This isn’t a wishlist for myself, more an inspiration for anyone that wants to buy for a writer – enthusiastic or otherwise. But if anyone wants to buy me something from this list, I won’t be complaining…
A Decent Thesaurus
There is only so far anyone can go with search engines and the Microsoft thesaurus function. A good thesaurus will add elegance to writing, and help prevent repetition. To be used with caution of course – complex and uncommon language will curry little favour with most readers. The Penguin Reference Roget Thesaurus would be my choice – the paperback version retails at £10.99.
Needing less pressure than the ubiquitous Biro (less chance of writer’s cramp), pencils are pleasingly low-tech and make a nice little stockingfiller to be used for pensive planning or frantic draft-writing. These little beauties from Faber-Castell (the 9000 Perfect Pencil) are the complete package, including rubber, sharpener and a pencil extender and would please anyone needing to take notes in style.
And what a shame to give pencils without paper. The classic choice would be a Moleskine, but a stylish Paperblanks book would be sure to please as well. Don’t overlook a more sizeable pad – A4 is the ideal size for capturing ideas that won’t stop coming. The fundamentals? Smooth paper that doesn’t show the writing on the other side of the page, and bear in mind that a thinner book with a slim spine is so much more comfortable to write upon.
Food for the Soul
On some days inspiration is scarce. A book of quotes, speeches or facts would be just the thing to kickstart a stodgy mind. I particularly like the visual style of David McCandless’s “Information is Beautiful“.
Balm for the Mind
If stodginess is the least of your problems, there is certainly such a thing as too much caffeine. Clear a racing mind and think more clearly with a soothing and stimulating infusion. Teapigs do some lovely combinations, other brands are certainly available as well.

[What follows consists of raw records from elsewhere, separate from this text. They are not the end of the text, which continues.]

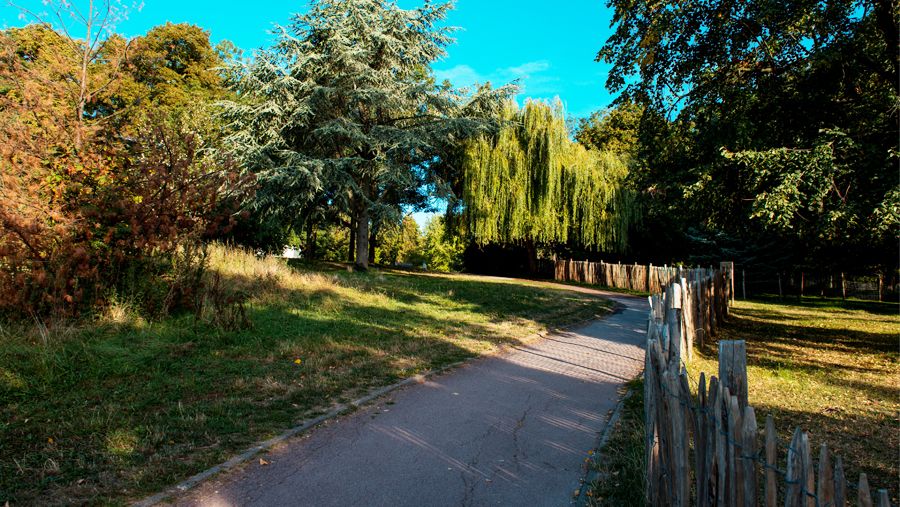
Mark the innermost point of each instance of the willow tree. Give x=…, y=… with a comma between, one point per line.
x=343, y=106
x=531, y=184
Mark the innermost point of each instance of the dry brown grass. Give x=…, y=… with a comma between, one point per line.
x=830, y=367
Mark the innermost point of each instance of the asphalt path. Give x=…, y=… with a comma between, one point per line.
x=512, y=429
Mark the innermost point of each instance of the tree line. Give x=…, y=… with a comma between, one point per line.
x=761, y=132
x=122, y=157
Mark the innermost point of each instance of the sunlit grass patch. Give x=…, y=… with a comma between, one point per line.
x=828, y=366
x=134, y=405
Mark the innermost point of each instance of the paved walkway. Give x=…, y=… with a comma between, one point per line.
x=507, y=430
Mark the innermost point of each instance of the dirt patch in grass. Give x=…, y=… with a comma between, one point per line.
x=620, y=463
x=112, y=411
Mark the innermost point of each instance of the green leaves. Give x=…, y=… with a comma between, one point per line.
x=531, y=182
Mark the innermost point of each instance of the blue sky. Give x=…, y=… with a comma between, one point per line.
x=549, y=46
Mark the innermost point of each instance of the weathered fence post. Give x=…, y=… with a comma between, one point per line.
x=771, y=462
x=733, y=368
x=744, y=283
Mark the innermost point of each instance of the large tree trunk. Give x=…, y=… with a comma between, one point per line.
x=311, y=234
x=351, y=252
x=362, y=239
x=373, y=241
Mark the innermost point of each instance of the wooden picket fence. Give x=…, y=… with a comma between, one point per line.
x=636, y=277
x=704, y=451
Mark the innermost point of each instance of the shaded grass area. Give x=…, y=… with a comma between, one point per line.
x=113, y=411
x=620, y=463
x=828, y=366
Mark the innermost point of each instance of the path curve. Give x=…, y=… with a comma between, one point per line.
x=512, y=429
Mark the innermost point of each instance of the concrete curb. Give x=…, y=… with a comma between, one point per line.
x=341, y=409
x=591, y=474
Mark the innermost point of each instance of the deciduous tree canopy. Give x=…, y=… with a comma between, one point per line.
x=532, y=183
x=343, y=107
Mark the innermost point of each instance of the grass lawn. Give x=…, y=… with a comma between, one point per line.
x=621, y=461
x=828, y=366
x=112, y=411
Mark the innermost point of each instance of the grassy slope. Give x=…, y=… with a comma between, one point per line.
x=828, y=366
x=120, y=410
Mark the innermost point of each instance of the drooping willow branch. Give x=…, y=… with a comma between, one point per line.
x=532, y=182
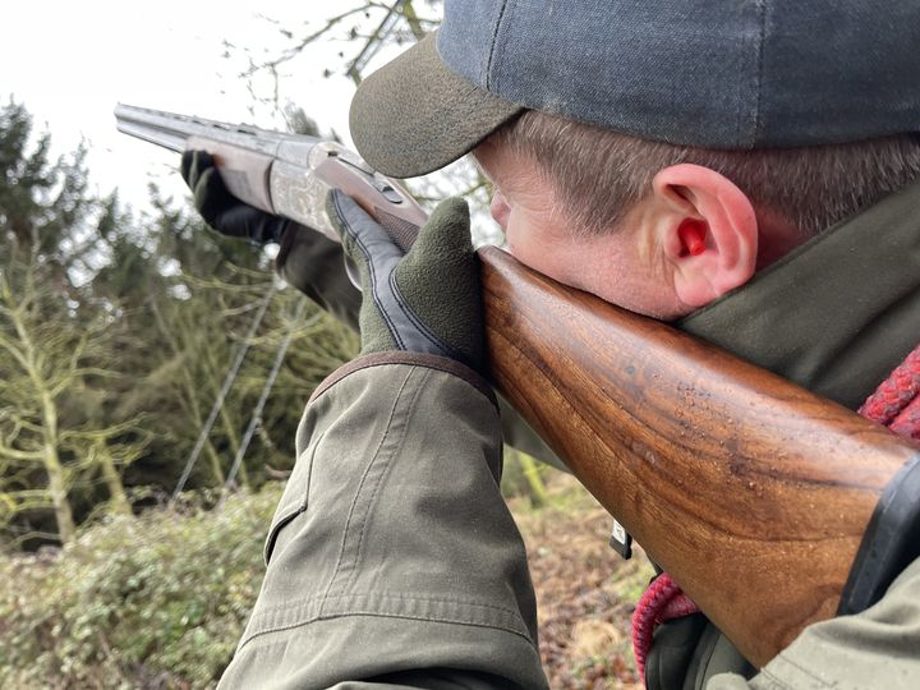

Should you split your infinitives? Hyphenate or not? And what about that apostrophe? The English language is a minefield, and because your writer is exactly that (a writer) and not a professor of English, it’s helpful to have a handy reference for those moments of doubt. The classic “Eats, Shoots and Leaves” by Lynn Truss is a good starter for ten. There are plenty of other books to choose from. Tip – make sure your recipient would appreciate such a gift, otherwise you may well offend… don’t say I didn’t warn you.
For Very Good Days, and Very Bad Days
Whatever their poison, your writer friend will have days to celebrate, and days to forget. Give them a multi-tasking gift they can celebrate with, or commiserate with. Incredible chocolate, uber-posh gin or indulgent bath salts (maybe this is my wishlist after all…). If you ask nicely, they might share.
Note: no commissions or payments were taken in the writing of this wishlist.